Observadores astutos han notado que los avances en el gobierno, la economía y el bienestar social no han seguido el ritmo del cambio tecnológico. Sin embargo, ha habido avances. Cuando era joven teníamos una Liga de Naciones inepta. Hoy en día, las Naciones Unidas son una organización mucho más fuerte y respetada, con el potencial de convertirse en un verdadero gobierno mundial, si Estados Unidos y otros le dieran una oportunidad.
Obtengo mi fe no sólo de los cambios que he visto —incluso he jugado un pequeño papel en algunos de ellos— sino también en los avances del pasado. Como sabéis, he escrito varias biografías de hombres y mujeres, la mayoría de ellos cuáqueros, que han marcado la diferencia en sus vidas. Al explorar las vidas de Isaac Hopper, Abby Kelley, Lucretia Mott, Henry Cadbury, Abby Hopper Gibbons, Mildred Scott Olmsted y Robert Purvis, he tratado de entender la motivación de hombres y mujeres que han sido instrumentos de cambio social en sus vidas. Y aunque hay pistas en sus personalidades que dan cuenta de su compromiso, también he llegado a sentir que hay una fuente más profunda, una fuerza para el bien, que trabaja a través de mujeres y hombres individuales. No es omnipotente; necesita la cooperación de personas comprometidas para expresar el poder del amor y para lograr el cambio. Como dijo la Madre Teresa, “Dios no tiene más manos que estas». Pero hay en cada uno de nosotros una fuente potencial de fuerza y de guía.

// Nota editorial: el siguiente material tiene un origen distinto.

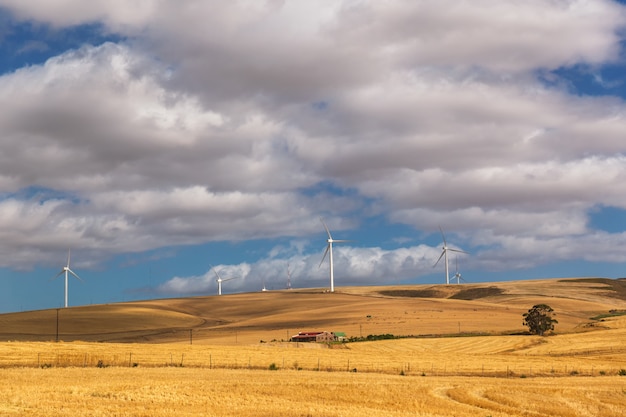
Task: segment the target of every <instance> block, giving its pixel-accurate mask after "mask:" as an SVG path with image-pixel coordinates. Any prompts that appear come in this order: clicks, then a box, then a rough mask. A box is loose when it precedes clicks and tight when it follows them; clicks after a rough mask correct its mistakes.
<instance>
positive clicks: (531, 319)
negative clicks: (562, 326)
mask: <svg viewBox="0 0 626 417" xmlns="http://www.w3.org/2000/svg"><path fill="white" fill-rule="evenodd" d="M554 315H556V313H555V312H554V310H553V309H552V307H550V306H549V305H547V304H537V305H534V306H533V308H531V309H530V310H528V313H524V314H523V317H524V322H523V323H522V324H523V325H524V326H528V330H529V331H530V332H531V333H533V334H538V335H539V336H543V335H544V333H545V332H547V331H549V330H554V325H555V324H557V323H558V321H557V320H556V319H555V318H553V317H552V316H554Z"/></svg>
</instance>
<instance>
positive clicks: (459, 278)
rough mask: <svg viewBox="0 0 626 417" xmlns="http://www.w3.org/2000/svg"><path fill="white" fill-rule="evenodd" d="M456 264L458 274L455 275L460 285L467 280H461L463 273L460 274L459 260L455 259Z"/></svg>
mask: <svg viewBox="0 0 626 417" xmlns="http://www.w3.org/2000/svg"><path fill="white" fill-rule="evenodd" d="M454 262H455V264H456V272H455V274H454V278H456V283H457V284H460V283H461V281H465V280H464V279H463V278H461V273H460V272H459V258H457V257H455V258H454Z"/></svg>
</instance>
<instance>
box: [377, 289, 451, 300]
mask: <svg viewBox="0 0 626 417" xmlns="http://www.w3.org/2000/svg"><path fill="white" fill-rule="evenodd" d="M379 294H381V295H386V296H389V297H415V298H445V294H443V293H442V292H440V291H436V290H383V291H379Z"/></svg>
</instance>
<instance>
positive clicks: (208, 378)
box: [0, 279, 626, 416]
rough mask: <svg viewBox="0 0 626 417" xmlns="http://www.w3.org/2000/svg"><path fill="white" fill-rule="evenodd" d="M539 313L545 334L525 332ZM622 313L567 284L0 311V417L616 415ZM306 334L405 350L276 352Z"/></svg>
mask: <svg viewBox="0 0 626 417" xmlns="http://www.w3.org/2000/svg"><path fill="white" fill-rule="evenodd" d="M537 303H547V304H549V305H550V306H552V307H553V308H554V310H555V311H556V313H557V316H556V318H557V319H558V320H559V324H558V325H557V326H556V332H555V335H551V336H548V337H538V336H528V335H523V334H521V333H523V331H524V330H525V329H524V327H523V326H522V313H523V312H525V311H527V310H528V309H529V308H530V307H531V306H532V305H534V304H537ZM622 310H626V281H624V280H600V279H576V280H540V281H519V282H506V283H489V284H475V285H461V286H457V285H450V286H443V285H441V286H403V287H399V286H395V287H359V288H339V289H338V292H336V293H334V294H329V293H324V292H323V291H315V290H291V291H277V292H265V293H254V294H237V295H228V296H221V297H217V296H214V297H196V298H189V299H172V300H155V301H146V302H136V303H123V304H114V305H106V306H88V307H79V308H69V309H61V310H59V311H57V310H46V311H36V312H24V313H15V314H5V315H0V340H5V342H1V343H0V375H1V378H2V381H3V384H2V385H1V386H0V398H3V401H2V402H1V403H0V416H21V415H33V416H39V415H40V416H44V415H45V416H61V415H73V416H97V415H103V416H112V415H117V416H166V415H177V416H186V415H189V416H191V415H194V416H195V415H206V416H357V415H359V416H361V415H364V414H367V415H369V416H409V415H410V416H415V415H419V416H622V415H623V414H624V410H626V375H622V374H623V373H626V316H621V315H619V314H620V313H621V312H622ZM57 312H58V314H59V316H58V317H59V321H58V337H59V340H61V341H60V342H58V343H55V342H54V340H55V339H56V337H57V330H56V329H57V324H56V323H57V321H56V318H57ZM610 312H612V313H613V314H611V313H610ZM600 315H606V317H603V318H600V317H599V316H600ZM593 317H595V319H592V318H593ZM302 330H330V331H342V332H346V333H347V336H348V337H350V336H356V337H358V336H367V335H369V334H384V333H391V334H394V335H396V336H407V335H412V336H416V337H410V338H402V339H392V340H381V341H370V342H355V343H346V344H339V345H330V346H329V345H320V344H303V343H288V342H286V341H285V340H286V339H287V338H288V337H289V335H291V334H294V333H297V332H298V331H302ZM102 342H107V343H102Z"/></svg>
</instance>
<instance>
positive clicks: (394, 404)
mask: <svg viewBox="0 0 626 417" xmlns="http://www.w3.org/2000/svg"><path fill="white" fill-rule="evenodd" d="M623 379H624V377H618V376H612V377H580V376H576V377H574V376H570V377H564V378H552V377H541V378H527V379H520V378H504V379H503V378H478V379H477V378H471V377H454V376H449V377H421V376H414V377H411V376H399V375H375V374H361V373H348V372H343V373H332V374H329V373H325V372H308V371H276V372H271V371H259V370H232V369H226V370H224V369H221V370H210V371H207V370H200V369H195V368H165V369H164V368H148V369H141V368H137V369H123V368H106V369H97V368H88V369H80V368H63V369H43V370H42V369H10V370H4V371H3V380H4V381H5V383H4V384H2V386H0V396H1V397H2V398H3V401H2V403H0V415H2V416H23V415H29V416H46V417H54V416H67V415H72V416H76V417H82V416H105V415H106V416H112V415H115V416H152V417H158V416H172V415H176V416H197V415H203V416H239V417H245V416H255V417H259V416H311V417H313V416H326V417H328V416H343V417H350V416H355V417H356V416H359V417H360V416H363V415H368V416H381V417H382V416H385V417H387V416H415V415H420V416H451V415H463V416H481V417H485V416H494V417H495V416H508V417H515V416H537V417H538V416H546V417H547V416H562V417H574V416H603V417H621V416H622V415H623V410H624V407H626V393H625V391H624V384H625V383H624V380H623Z"/></svg>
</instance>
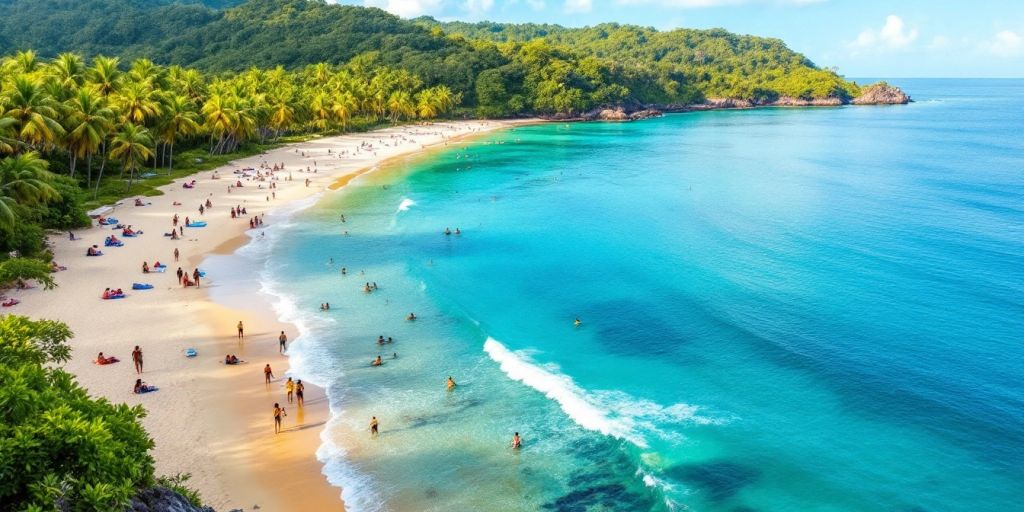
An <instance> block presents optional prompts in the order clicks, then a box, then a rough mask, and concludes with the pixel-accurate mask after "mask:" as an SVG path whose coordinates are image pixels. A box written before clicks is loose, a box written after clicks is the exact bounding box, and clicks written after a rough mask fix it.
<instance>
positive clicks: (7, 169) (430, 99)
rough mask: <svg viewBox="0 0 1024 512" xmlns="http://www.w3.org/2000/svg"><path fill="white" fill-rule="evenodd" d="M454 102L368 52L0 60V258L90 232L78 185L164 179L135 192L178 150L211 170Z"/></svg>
mask: <svg viewBox="0 0 1024 512" xmlns="http://www.w3.org/2000/svg"><path fill="white" fill-rule="evenodd" d="M459 101H460V98H459V95H458V94H455V93H453V92H452V91H451V89H449V88H447V87H446V86H443V85H440V86H434V87H424V86H423V82H422V80H420V79H419V78H418V77H416V76H415V75H412V74H411V73H409V72H408V71H404V70H395V69H391V68H388V67H385V66H383V65H381V62H380V61H379V60H378V59H376V58H374V56H373V55H364V56H360V57H358V58H353V59H352V60H350V61H349V62H348V63H347V65H346V66H344V67H333V66H329V65H326V63H318V65H315V66H309V67H306V68H304V69H302V70H299V71H297V72H286V71H285V70H284V68H280V67H279V68H276V69H273V70H260V69H255V68H254V69H250V70H247V71H246V72H243V73H238V74H228V75H221V76H211V75H204V74H202V73H200V72H198V71H197V70H194V69H184V68H181V67H170V68H165V67H162V66H158V65H155V63H154V62H153V61H151V60H147V59H137V60H135V61H133V62H132V63H131V66H130V67H125V66H122V65H121V63H120V60H119V59H117V58H110V57H104V56H96V57H94V58H93V59H92V60H91V62H87V61H86V60H85V59H84V58H82V57H81V56H79V55H77V54H73V53H61V54H60V55H58V56H57V57H55V58H54V59H52V60H50V61H44V60H42V59H40V58H39V57H37V56H36V54H35V53H34V52H31V51H25V52H18V53H15V54H13V55H10V56H8V57H5V58H2V59H0V260H2V259H3V258H4V257H6V256H5V255H7V254H8V253H10V252H14V251H16V253H17V254H19V255H23V256H44V255H43V251H44V247H43V244H42V238H43V229H44V228H50V229H63V228H69V227H76V226H81V225H87V223H88V219H87V218H86V217H85V216H84V214H83V207H84V202H83V199H84V198H85V197H86V193H85V191H84V190H88V195H89V196H91V197H92V199H93V200H98V199H99V198H100V194H101V193H102V194H103V196H104V197H103V199H117V198H119V197H121V196H123V195H128V194H131V193H132V191H133V190H134V191H139V193H145V191H148V190H152V189H153V185H154V184H156V183H161V184H162V183H166V182H167V179H163V180H161V179H155V180H153V181H154V183H151V186H148V187H144V188H137V187H135V188H133V186H134V184H135V182H136V180H137V179H138V178H140V177H143V178H155V177H164V178H166V177H167V176H166V175H165V174H167V175H170V174H174V173H173V172H172V171H171V169H172V168H173V164H174V161H175V160H174V158H175V150H176V148H177V147H178V144H179V143H181V144H183V145H184V147H185V148H186V151H190V152H191V156H193V157H195V153H196V152H197V151H199V152H202V153H203V154H204V157H212V158H209V164H211V165H212V164H215V163H223V159H219V160H218V158H219V157H222V156H224V155H226V154H229V153H233V152H238V151H246V147H245V144H254V143H255V144H258V145H257V146H258V147H261V146H262V145H261V144H263V143H266V142H268V141H273V140H276V139H279V137H281V136H282V135H283V134H286V133H293V134H294V133H326V132H336V131H343V130H347V129H351V128H353V127H354V128H357V129H358V128H365V127H367V126H372V125H374V124H378V123H381V122H391V123H395V122H398V121H400V120H410V119H431V118H434V117H437V116H441V115H444V114H445V113H447V112H450V111H451V110H452V109H454V108H455V105H456V104H457V103H458V102H459ZM200 147H204V148H205V150H206V151H205V152H204V151H203V150H200ZM4 155H7V156H6V157H4ZM179 160H181V159H179ZM194 163H195V158H193V159H191V160H186V161H185V162H184V165H183V166H180V167H183V168H185V169H191V170H195V168H194V167H191V165H193V164H194ZM111 171H113V172H111ZM157 171H161V172H160V173H159V174H158V172H157ZM58 173H59V175H58ZM161 175H164V176H161ZM0 286H2V283H0Z"/></svg>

Y obtengo mi fe de vosotros, mis nietos. Estoy muy orgullosa de todos vosotros, y de vuestro compromiso con el cambio social: en la organización y el estudio de las cooperativas de café de comercio justo, la construcción de casas y otras estructuras basadas en la arquitectura respetuosa con el medio ambiente, la organización de campos de trabajo en América Central para proporcionar escuelas para niños pobres de las zonas rurales, y el voluntariado en estos campos de trabajo. Estoy orgullosa de mis hijastros que están haciendo de nuestra familia unas pequeñas Naciones Unidas propias, con dos bisnietos coreano-americanos y con una bisnieta afroamericana. Después de una boda musulmana-metodista podemos buscar bisnietos indio-americanos, mientras que uno de vosotros nos muestra cómo criar a cinco hijos menores de diez años con gracia y humor. Veo una fuerza para el bien trabajando a través de todas vuestras vidas. Espero que cada uno de vosotros se mantenga en contacto con este recurso interior en los días, semanas y años venideros.